Yun Luofeng menatap pria yang jatuh, matanya tanpa emosi, dan kemudian dia berjalan perlahan keluar dari istana. Gao Shaochen telah menuai buah dari tindakannya sendiri! Dia tidak akan begitu kejam jika dia tidak bergabung dengan Sekte Roh untuk menganiaya Keluarga Yun. Dia tidak akan pernah membiarkan siapa pun menyakiti Keluarga Yun, bahkan jika itu hanya sebuah ide.
Setelah melangkah keluar dari Istana Kekaisaran, Yun Luofeng berhenti dan bertanya dalam jiwanya, "Xiao Mo, apakah menurutmu aku terlalu kejam?"
“Tuan, hukum rimba mengatur dunia. Anda tidak perlu merasa bersalah. Selain itu, jika kamu tidak kejam, orang lain akan kejam kepadamu!”

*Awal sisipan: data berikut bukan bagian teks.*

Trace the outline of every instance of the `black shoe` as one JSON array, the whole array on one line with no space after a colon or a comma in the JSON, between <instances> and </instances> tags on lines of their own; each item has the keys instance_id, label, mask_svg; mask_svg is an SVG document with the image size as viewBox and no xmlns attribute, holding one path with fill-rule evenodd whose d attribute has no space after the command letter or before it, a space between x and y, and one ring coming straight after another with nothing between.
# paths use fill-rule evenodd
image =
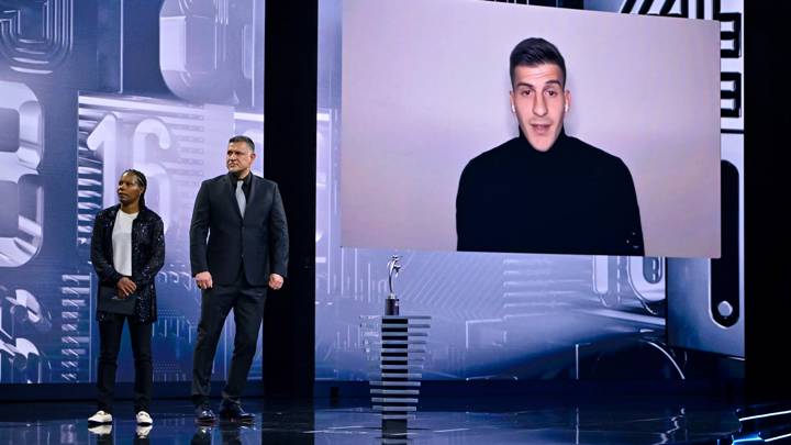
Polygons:
<instances>
[{"instance_id":1,"label":"black shoe","mask_svg":"<svg viewBox=\"0 0 791 445\"><path fill-rule=\"evenodd\" d=\"M238 403L223 403L220 405L220 419L231 422L252 423L255 420L255 414L245 412Z\"/></svg>"},{"instance_id":2,"label":"black shoe","mask_svg":"<svg viewBox=\"0 0 791 445\"><path fill-rule=\"evenodd\" d=\"M198 407L196 407L196 422L214 423L215 420L216 416L208 404L199 404Z\"/></svg>"}]
</instances>

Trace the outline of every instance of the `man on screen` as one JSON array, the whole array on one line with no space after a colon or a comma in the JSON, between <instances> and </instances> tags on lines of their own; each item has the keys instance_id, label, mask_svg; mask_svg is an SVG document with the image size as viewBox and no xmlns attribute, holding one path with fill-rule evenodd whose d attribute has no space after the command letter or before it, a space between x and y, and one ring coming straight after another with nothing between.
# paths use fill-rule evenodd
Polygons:
<instances>
[{"instance_id":1,"label":"man on screen","mask_svg":"<svg viewBox=\"0 0 791 445\"><path fill-rule=\"evenodd\" d=\"M520 135L470 160L456 196L458 251L643 255L626 165L564 131L566 63L543 38L511 52Z\"/></svg>"}]
</instances>

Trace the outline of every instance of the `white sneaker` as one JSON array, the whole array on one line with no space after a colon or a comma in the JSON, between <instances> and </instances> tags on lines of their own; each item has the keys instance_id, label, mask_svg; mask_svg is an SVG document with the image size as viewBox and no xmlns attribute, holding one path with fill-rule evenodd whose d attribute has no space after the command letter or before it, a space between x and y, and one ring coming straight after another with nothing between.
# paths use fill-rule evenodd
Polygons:
<instances>
[{"instance_id":1,"label":"white sneaker","mask_svg":"<svg viewBox=\"0 0 791 445\"><path fill-rule=\"evenodd\" d=\"M151 425L152 423L154 423L154 420L151 418L151 415L147 412L141 411L137 413L137 424L138 425Z\"/></svg>"},{"instance_id":2,"label":"white sneaker","mask_svg":"<svg viewBox=\"0 0 791 445\"><path fill-rule=\"evenodd\" d=\"M91 432L91 434L96 434L98 436L108 436L112 434L112 423L108 423L105 425L93 425L88 426L88 431Z\"/></svg>"},{"instance_id":3,"label":"white sneaker","mask_svg":"<svg viewBox=\"0 0 791 445\"><path fill-rule=\"evenodd\" d=\"M137 425L135 426L135 434L137 435L137 438L146 438L148 437L148 434L151 433L152 429L154 426L152 425Z\"/></svg>"},{"instance_id":4,"label":"white sneaker","mask_svg":"<svg viewBox=\"0 0 791 445\"><path fill-rule=\"evenodd\" d=\"M96 414L88 418L88 423L94 424L94 425L102 425L105 423L112 423L112 414L104 411L97 411Z\"/></svg>"}]
</instances>

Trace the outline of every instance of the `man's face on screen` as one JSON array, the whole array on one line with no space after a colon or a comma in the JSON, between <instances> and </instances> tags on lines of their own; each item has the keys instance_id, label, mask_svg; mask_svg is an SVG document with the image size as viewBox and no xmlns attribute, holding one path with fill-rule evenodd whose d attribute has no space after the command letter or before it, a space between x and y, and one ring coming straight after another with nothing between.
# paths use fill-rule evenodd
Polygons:
<instances>
[{"instance_id":1,"label":"man's face on screen","mask_svg":"<svg viewBox=\"0 0 791 445\"><path fill-rule=\"evenodd\" d=\"M562 130L570 99L564 90L562 71L555 64L520 65L514 68L513 82L511 104L520 127L535 149L546 152Z\"/></svg>"},{"instance_id":2,"label":"man's face on screen","mask_svg":"<svg viewBox=\"0 0 791 445\"><path fill-rule=\"evenodd\" d=\"M229 171L243 178L249 173L250 166L255 160L255 153L249 145L244 142L233 142L229 144L225 155L225 165Z\"/></svg>"}]
</instances>

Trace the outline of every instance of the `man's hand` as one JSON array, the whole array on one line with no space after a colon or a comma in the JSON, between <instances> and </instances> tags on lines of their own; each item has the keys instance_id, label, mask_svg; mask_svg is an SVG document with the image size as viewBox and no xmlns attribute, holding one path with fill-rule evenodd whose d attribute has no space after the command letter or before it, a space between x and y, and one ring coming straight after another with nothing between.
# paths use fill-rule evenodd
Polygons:
<instances>
[{"instance_id":1,"label":"man's hand","mask_svg":"<svg viewBox=\"0 0 791 445\"><path fill-rule=\"evenodd\" d=\"M271 274L269 276L269 287L274 290L278 290L282 287L282 277L277 274Z\"/></svg>"},{"instance_id":2,"label":"man's hand","mask_svg":"<svg viewBox=\"0 0 791 445\"><path fill-rule=\"evenodd\" d=\"M137 290L137 285L134 283L129 277L123 277L119 280L115 287L119 290L119 297L126 298Z\"/></svg>"},{"instance_id":3,"label":"man's hand","mask_svg":"<svg viewBox=\"0 0 791 445\"><path fill-rule=\"evenodd\" d=\"M212 286L214 286L214 282L211 279L211 274L209 274L209 270L202 271L198 275L196 275L196 285L198 285L199 289L211 289Z\"/></svg>"}]
</instances>

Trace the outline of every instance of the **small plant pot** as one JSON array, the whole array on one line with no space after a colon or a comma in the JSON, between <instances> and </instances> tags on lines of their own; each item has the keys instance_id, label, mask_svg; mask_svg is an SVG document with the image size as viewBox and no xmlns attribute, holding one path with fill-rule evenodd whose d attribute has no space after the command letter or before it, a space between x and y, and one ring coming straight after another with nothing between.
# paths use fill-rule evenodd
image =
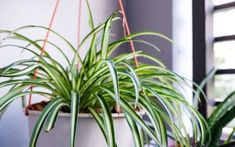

Suara Xiao Mo kekanak-kanakan tetapi membuat Yun Luofeng tertawa. “Xiao Mo, saya tidak punya keluarga tetapi hanya seorang mentor di kehidupan saya sebelumnya! Dalam kehidupan ini, saya memiliki Kakek, Paman Kedua, dan Yun Xiao! Saya dapat mentolerir siapa pun yang tidak menghormati saya, tetapi tidak tahan membiarkan siapa pun memaksa Keluarga Yun! Jika Keluarga Yun lemah, saya akan dipaksa masuk ke Istana Kekaisaran, dan keluarga saya tidak akan memiliki akhir yang baik.
Menjadi baik?
Dalam kehidupan sebelumnya, dia menyaksikan orang tuanya dirampok dan dibunuh. Sejak itu, dia tidak tahu seperti apa bersikap baik itu! “Semua meletakkan beban di atas kuda yang rela”, ini adalah kebenaran yang tidak berubah! Selama dia bisa membasmi masalah untuk Keluarga Yun, dia tidak akan menyesalinya bahkan jika tangannya berlumuran darah.